Welcome to the GenoPipe wiki!

GenoPipe is a tool with three modules that check for different aspects of strain background in Next Generation Sequencing(NGS) datasets. Each module tests for a different aspect of strain background: epitope insertions, deletions, and cell line/variant-based background.

  • EpitopeID identifies and determines the genomic location of epitopes or other inserted sequences relative to genomic loci.
  • DeletionID identifies significant depletions of aligned NGS tags in the genome relative to a background model. This tool is set-up to confirm gene knockouts.
  • StrainID compares a database of VCF files against an aligned BAM file to check for the presence of SNPs in order to determine a likely cell line/strain used in the experiment.

This is a great QC tool for your data fresh off the sequencer or for checking old published datasets when you can't find a record of the strain background used. These modules work for data from a variety of genomic sequencing assays, not just whole-genome sequencing (WGS) and can be customized to organisms other than yeast and human. Please check the docs and FAQs of the module you're interested in before starting. Confirm that your dataset and reference files are appropriate to use with the module.

System Requirements

Each GenoPipe module can run on Linux/MacOS systems. More available CPUs can allow the user to use the parallelization features for faster runtimes.

Genome Builds

Yeast (sacCer3) and human (hg19, hg38) genome builds supported across various modules "out-of-the-box"

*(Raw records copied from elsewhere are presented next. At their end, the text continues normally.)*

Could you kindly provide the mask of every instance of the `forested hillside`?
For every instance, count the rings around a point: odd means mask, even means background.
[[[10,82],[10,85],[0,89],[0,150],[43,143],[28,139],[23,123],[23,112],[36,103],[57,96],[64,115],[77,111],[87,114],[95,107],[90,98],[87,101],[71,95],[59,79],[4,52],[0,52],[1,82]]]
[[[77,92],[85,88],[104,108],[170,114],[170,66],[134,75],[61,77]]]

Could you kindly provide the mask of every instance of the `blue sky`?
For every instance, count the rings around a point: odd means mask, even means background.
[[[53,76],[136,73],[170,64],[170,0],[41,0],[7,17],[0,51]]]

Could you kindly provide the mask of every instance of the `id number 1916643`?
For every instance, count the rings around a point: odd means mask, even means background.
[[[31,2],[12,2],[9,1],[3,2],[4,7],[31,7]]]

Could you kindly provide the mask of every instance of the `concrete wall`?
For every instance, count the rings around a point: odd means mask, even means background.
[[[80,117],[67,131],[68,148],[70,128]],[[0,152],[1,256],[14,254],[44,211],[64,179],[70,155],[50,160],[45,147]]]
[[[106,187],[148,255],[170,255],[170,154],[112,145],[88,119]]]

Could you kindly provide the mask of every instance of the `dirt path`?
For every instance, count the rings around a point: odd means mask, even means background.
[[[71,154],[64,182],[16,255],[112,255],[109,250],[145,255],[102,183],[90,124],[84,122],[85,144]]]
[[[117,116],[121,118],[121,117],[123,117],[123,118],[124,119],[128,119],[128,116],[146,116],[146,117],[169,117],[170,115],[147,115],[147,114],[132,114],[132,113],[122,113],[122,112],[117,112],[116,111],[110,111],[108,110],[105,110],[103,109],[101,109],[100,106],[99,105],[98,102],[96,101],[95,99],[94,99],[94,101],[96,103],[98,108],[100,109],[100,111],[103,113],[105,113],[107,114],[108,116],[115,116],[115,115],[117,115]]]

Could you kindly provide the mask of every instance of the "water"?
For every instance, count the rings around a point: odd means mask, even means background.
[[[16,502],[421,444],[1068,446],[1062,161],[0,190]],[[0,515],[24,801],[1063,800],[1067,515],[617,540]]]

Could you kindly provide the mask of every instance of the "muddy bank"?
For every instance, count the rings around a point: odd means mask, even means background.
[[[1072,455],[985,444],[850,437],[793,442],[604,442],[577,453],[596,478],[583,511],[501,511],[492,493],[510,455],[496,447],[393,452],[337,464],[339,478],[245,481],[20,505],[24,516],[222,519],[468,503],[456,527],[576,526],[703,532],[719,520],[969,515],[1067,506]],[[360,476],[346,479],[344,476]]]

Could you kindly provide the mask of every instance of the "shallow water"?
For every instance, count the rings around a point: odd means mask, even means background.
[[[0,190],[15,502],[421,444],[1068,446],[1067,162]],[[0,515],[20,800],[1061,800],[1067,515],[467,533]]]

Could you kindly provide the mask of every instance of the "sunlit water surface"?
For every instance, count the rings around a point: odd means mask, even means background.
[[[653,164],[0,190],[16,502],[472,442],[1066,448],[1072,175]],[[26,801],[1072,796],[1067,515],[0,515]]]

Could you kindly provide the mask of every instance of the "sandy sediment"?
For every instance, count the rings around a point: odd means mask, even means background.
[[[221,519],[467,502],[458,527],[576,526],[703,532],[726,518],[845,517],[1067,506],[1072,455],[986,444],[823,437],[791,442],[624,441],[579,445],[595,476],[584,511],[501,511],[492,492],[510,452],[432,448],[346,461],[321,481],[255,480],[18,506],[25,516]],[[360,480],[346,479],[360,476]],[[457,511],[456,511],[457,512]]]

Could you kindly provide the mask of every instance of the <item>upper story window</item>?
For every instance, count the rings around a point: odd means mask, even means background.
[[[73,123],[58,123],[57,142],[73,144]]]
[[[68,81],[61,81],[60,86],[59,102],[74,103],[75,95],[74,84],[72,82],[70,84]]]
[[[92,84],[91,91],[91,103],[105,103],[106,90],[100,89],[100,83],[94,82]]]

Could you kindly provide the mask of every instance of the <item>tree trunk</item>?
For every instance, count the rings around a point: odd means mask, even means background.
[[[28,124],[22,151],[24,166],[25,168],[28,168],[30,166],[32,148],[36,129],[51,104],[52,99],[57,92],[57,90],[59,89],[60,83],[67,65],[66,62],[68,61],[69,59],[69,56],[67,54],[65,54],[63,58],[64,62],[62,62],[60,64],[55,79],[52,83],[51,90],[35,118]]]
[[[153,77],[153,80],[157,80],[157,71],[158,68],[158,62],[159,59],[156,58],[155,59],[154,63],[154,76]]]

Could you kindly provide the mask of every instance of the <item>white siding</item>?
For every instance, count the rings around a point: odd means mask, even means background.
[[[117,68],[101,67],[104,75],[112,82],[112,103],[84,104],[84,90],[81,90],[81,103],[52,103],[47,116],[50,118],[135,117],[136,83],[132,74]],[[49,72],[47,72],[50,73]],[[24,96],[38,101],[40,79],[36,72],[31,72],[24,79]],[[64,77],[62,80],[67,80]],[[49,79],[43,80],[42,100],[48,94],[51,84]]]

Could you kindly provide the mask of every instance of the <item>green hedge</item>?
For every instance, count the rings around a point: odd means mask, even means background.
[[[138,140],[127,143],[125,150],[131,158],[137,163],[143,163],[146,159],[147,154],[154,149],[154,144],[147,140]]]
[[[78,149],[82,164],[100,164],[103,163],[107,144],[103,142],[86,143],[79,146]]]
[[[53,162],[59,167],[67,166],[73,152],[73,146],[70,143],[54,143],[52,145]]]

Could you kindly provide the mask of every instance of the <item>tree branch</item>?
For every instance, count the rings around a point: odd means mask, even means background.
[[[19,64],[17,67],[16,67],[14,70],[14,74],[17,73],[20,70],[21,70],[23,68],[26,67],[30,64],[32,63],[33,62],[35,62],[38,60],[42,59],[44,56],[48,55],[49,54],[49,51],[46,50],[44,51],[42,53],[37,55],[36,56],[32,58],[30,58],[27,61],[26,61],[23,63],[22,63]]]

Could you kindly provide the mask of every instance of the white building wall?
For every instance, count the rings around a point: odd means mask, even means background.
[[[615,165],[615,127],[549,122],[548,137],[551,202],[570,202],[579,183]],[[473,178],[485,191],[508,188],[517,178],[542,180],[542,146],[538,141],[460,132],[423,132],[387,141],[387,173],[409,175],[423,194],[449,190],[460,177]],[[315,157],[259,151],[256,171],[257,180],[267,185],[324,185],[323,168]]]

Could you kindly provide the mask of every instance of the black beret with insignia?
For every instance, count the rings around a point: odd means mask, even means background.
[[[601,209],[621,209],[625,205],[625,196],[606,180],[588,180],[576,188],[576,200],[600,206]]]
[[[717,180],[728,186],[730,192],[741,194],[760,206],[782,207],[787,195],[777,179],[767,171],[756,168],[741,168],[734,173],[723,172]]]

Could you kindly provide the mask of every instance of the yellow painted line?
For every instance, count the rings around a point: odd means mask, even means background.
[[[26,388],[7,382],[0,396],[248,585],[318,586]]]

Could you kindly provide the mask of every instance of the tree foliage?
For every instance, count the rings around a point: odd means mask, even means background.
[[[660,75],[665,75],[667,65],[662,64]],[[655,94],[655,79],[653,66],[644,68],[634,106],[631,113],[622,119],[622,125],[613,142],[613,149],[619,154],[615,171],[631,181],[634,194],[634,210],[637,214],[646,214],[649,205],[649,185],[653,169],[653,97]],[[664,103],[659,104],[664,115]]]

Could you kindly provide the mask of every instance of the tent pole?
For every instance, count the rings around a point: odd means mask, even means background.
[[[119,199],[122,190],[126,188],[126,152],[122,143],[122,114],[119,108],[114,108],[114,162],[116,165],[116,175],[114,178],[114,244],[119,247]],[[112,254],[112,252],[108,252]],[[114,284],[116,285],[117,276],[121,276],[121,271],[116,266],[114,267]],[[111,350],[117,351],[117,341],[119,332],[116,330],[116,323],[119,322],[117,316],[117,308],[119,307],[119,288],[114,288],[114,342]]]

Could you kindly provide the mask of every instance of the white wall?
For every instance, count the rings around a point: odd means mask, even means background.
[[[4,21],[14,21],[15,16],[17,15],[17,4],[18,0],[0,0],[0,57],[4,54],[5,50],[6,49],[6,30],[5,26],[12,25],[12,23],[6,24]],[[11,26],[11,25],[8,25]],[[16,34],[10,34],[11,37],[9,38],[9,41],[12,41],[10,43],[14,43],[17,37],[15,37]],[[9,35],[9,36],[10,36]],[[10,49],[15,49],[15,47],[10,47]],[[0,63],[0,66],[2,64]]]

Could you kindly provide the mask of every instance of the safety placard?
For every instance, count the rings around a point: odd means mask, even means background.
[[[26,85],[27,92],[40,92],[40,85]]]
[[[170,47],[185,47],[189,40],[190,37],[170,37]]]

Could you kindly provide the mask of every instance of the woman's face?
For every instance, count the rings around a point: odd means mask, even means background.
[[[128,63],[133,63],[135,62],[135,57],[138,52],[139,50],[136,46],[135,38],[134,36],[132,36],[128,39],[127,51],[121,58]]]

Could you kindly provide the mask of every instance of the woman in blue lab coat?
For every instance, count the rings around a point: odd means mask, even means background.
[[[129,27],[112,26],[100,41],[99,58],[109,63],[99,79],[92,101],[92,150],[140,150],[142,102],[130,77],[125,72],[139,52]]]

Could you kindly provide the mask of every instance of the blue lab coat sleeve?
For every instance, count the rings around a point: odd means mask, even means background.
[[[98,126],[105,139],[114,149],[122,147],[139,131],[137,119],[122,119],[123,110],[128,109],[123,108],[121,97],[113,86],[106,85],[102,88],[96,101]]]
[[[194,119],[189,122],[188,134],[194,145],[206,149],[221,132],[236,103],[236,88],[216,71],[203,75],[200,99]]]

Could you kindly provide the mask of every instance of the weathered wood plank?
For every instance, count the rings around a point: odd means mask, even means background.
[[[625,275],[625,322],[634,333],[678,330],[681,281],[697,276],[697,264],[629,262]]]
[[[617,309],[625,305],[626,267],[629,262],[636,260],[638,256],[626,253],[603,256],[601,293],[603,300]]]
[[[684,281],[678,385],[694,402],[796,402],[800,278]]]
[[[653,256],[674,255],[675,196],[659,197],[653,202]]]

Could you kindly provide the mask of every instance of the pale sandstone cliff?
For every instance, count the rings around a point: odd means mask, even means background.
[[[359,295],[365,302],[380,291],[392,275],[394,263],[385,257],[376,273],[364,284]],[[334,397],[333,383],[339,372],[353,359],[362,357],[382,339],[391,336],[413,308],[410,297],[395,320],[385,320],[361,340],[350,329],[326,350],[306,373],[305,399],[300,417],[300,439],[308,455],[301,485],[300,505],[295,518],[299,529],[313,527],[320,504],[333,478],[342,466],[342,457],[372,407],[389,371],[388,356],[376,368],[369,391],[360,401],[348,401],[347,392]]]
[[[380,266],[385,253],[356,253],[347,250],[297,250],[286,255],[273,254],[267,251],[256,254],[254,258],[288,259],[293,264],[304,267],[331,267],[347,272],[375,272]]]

Helper scripts for downloading reference genome sequence (FASTA) described in EpitopeID guide

  • sacCer3 + scripts to rename chromosome identifiers to arabic numeral system
  • hg19

Getting Help

  • Check the specific module guides for a list of FAQs at the bottom. Pay attention to the tips and warnings
  • For Bugs: please open an issue on Github with the following info
    • command you ran with a description of the input files (we may ask you for a copy of the input files later)
    • Entire error message or a description of the problem
    • Software versions and OS you ran the command on

Citing Us

If you use GenoPipe in your work, you can use the BioRxiv publication (Lang et al, 2023).